The man at the heart of Milan's meltdown
The key player in Lombardy’s corruption scandal is its former president Roberto Formigoni, forced to dissolve his government this week, who has ties to Italian lay Catholic group Comunione e Liberazione
‘DID YOU see how that piss pot Zambetti paid up? We had him terrified. He even started crying, right there in front of me and Pino.”
This an extract from a tapped telephone conversation between Eugenio Costantino and Vincenzo Evolo, two alleged Mafiosi. The “Zambetti” in question is the Lombardy regional councillor Domenico Zambetti, who was arrested last week on charges of Mafia collusion. Milan investigators believe Zambetti not only paid €200,000 to the ’Ndrangheta, oe Calabrian Mafia, in return for a “packet” of 4,000 votes but that for more than 20 years he has been the ’Ndrangheta’s man at the heart of Milanese politics.

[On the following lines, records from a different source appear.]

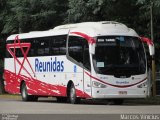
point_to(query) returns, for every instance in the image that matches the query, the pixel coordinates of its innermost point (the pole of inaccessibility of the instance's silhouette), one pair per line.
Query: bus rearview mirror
(92, 48)
(150, 45)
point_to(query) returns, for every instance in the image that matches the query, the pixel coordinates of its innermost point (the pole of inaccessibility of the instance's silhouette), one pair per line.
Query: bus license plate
(122, 92)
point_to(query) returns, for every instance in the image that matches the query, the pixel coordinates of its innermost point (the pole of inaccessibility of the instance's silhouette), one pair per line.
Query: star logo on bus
(24, 48)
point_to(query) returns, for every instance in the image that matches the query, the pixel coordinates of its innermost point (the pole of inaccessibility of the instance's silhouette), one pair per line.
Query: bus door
(86, 71)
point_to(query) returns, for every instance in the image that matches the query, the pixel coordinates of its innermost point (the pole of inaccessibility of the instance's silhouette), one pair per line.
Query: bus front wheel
(24, 94)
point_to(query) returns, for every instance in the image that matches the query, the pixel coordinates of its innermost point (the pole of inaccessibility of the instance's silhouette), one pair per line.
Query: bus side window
(75, 48)
(58, 45)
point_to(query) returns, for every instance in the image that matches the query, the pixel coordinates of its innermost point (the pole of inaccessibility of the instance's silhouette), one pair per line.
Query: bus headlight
(143, 85)
(98, 84)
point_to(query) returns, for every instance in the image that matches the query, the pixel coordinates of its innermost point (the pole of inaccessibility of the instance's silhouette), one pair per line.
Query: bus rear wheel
(72, 95)
(24, 94)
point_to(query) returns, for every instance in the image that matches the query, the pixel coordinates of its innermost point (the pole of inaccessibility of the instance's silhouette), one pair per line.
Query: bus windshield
(121, 56)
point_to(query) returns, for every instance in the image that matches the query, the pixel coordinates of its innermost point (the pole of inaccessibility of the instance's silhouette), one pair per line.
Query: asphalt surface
(87, 109)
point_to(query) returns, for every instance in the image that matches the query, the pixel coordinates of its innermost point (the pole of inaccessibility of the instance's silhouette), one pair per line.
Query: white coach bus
(90, 60)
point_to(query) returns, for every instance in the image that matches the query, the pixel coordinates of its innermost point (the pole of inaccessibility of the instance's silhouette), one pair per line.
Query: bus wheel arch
(24, 93)
(71, 93)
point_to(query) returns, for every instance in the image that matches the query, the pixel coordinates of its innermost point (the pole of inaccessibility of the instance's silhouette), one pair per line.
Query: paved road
(50, 106)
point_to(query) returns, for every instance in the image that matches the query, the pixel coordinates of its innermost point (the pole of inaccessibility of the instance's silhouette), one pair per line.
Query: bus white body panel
(48, 68)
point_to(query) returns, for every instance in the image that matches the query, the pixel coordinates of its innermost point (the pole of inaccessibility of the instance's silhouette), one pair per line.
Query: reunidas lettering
(49, 66)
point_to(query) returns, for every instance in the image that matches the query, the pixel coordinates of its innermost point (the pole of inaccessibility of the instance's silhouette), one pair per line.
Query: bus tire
(72, 95)
(24, 94)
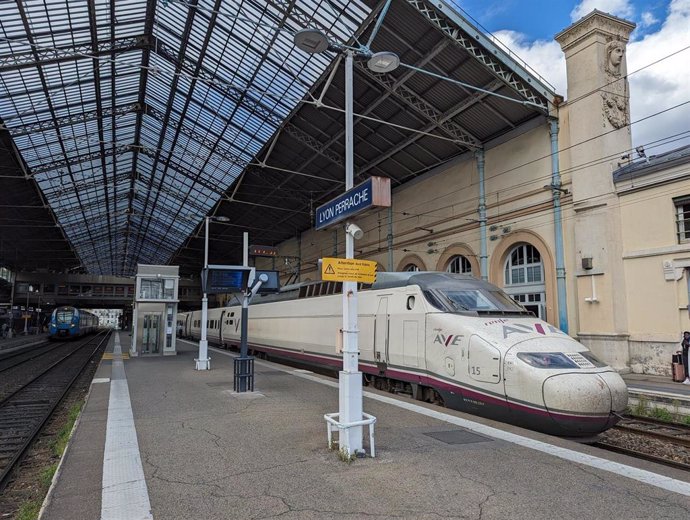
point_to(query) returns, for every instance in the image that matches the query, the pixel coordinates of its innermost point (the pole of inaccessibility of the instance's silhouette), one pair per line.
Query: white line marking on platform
(124, 486)
(641, 475)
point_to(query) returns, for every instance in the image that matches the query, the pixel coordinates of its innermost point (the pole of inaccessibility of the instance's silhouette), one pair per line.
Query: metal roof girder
(430, 112)
(57, 191)
(196, 178)
(452, 25)
(51, 55)
(235, 94)
(71, 119)
(46, 167)
(192, 134)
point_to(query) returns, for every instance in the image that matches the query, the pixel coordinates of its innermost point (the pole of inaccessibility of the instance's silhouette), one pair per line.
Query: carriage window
(480, 301)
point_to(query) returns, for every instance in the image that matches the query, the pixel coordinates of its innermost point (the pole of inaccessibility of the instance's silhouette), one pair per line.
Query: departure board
(226, 280)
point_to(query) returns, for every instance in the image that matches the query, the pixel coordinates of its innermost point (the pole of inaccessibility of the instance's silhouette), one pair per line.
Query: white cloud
(647, 19)
(620, 8)
(660, 85)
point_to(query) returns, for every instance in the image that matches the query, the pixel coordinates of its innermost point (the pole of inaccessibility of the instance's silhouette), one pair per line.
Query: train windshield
(480, 300)
(64, 315)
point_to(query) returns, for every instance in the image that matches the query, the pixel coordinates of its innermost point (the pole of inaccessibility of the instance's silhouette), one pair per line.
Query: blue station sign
(375, 192)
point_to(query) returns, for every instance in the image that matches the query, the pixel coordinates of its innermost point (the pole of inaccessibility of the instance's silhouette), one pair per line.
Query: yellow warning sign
(348, 270)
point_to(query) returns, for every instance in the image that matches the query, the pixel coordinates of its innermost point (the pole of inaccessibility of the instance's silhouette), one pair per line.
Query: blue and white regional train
(443, 338)
(70, 322)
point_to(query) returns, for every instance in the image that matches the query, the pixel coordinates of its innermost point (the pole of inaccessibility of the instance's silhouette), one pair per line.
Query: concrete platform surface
(210, 454)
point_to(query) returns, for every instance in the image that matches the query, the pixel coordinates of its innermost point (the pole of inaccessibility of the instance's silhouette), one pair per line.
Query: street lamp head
(383, 62)
(312, 41)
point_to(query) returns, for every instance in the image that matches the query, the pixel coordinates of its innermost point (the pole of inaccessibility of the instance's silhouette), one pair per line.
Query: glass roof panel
(217, 87)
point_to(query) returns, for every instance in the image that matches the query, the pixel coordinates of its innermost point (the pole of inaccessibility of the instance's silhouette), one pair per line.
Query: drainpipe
(556, 191)
(479, 156)
(390, 238)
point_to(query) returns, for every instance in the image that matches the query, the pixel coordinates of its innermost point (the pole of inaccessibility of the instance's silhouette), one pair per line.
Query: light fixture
(312, 41)
(383, 62)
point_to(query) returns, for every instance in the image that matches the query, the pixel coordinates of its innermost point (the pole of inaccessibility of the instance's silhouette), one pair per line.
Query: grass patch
(47, 476)
(641, 407)
(661, 414)
(29, 510)
(58, 446)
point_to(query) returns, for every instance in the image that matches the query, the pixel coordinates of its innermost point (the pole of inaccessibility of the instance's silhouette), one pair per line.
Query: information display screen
(273, 283)
(218, 281)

Zambetti’s arrest did not so much set alarm bells ringing about Milanese politics – they have been sounding loud and clear for the past two years – as mark a Rubicon crossing. Zambetti became the 14th member in the 85-strong regional parliament to be arrested or investigated in recent times, many of them on Mafia-related charges. It was simply too much for Italy’s hard-working business capital, which has always seen itself as a business environment that was, if not removed from the daily corruption of Italian life, at least “Mafia-free”.
It was one of Lombardy’s most distinguished sons, the novelist and philosopher Umberto Eco, who summed up the city and the region’s sense of dismay, pointing the finger at another of the region’s famous sons, the former prime minister Silvio Berlusconi: “And yet the idea of Milan as a source of innovation had persuaded many respectable people that even Berlusconi’s entry into politics was an attempt to introduce the healthy world of business into a political arena that was still hurting from the Tangentopoli [“bribesville”] scandal.
“That illusion did not last long but it was a tribute to the myth whereby Milan represented a healthy bulwark against the corrupt capital, Rome, which was infecting the entire nation. Very quickly even the most naive realised that a political force based on a conflict of interests and therefore based on the defence of private interests could only instigate further corruption. At the same time, the cynics soon realised that a new ‘gravy train’ Italy was opening up in front of them.”
Two years ago, when the Mafia expert Roberto Saviano suggested on state television that the ’Ndrangheta was entrenched and doing daily dirty business in Lombardy, he was bombarded with criticism. In particular, Saviano, the author of the bestseller Gomorrah, argued that the Federalist Northern League had become the major interlocutor for the ’Ndrangheta in Milan and Lombardy.
That claim outraged senior league figures, such as the then interior minister Roberto Maroni, who demanded (and obtained) a right of reply to Saviano on the same programme two weeks later. How could Saviano suggest Italy’s richest and most dynamic region, which alone counts for about 20 per cent of Italian GDP, was Mafia-infested? Answer: he could, he did, and he was right.